I quit after trying to balance my life as a professional baseball player with my life as a student during the last three years of my career. In the spring and summer, I played ball. In the fall, I studied creative writing and philosophy at New York University. But with every semester that passed, I loved school more than I loved baseball, and eventually I knew I had to choose one over the other. As I submerged myself into an academic environment, I thought often of my parents, who knew nothing about baseball but raised me with a passion for music and language so great that sports seemed irrelevant by comparison.

I quit because baseball was sacred to me until I started getting paid for it. The more that “baseball” became synonymous with “business,” the less it meant to me, and I saw less of myself in the game every time I got a check from the Philadelphia Phillies Organization, the Oakland Athletic Company, or the Chicago Cubs, L.L.C. To put it simply, other players were much better than I was at separating the game of baseball from the job of baseball. They could enjoy the thrill of a win—as it should be enjoyed—without thinking of what it meant to the owners’ bottom lines. These players, at once the objects of my envy and my admiration, are the resilient ones, still in the game. I am no longer one of them.

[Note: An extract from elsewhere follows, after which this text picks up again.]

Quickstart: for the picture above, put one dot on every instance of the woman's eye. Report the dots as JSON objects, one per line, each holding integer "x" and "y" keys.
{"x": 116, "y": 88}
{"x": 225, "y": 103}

This year, Cardenas played in just 64 games, and all of those with the Triple-A Iowa Cubs. But when he played, he played well enough to figure he had a future. The Cubs, who plucked Cardenas off waivers a couple of winters ago, don’t seem to have been particularly optimistic. Still, considering his age (24) and his Triple-A stats (good), we may assume Cardenas would have found a job somewhere next spring. If he wanted one. Which he doesn’t.

Writing’s a tough way to make a living. A good living anyway. But Cardenas seems to have all the tools. And it’s good to see him getting an early start.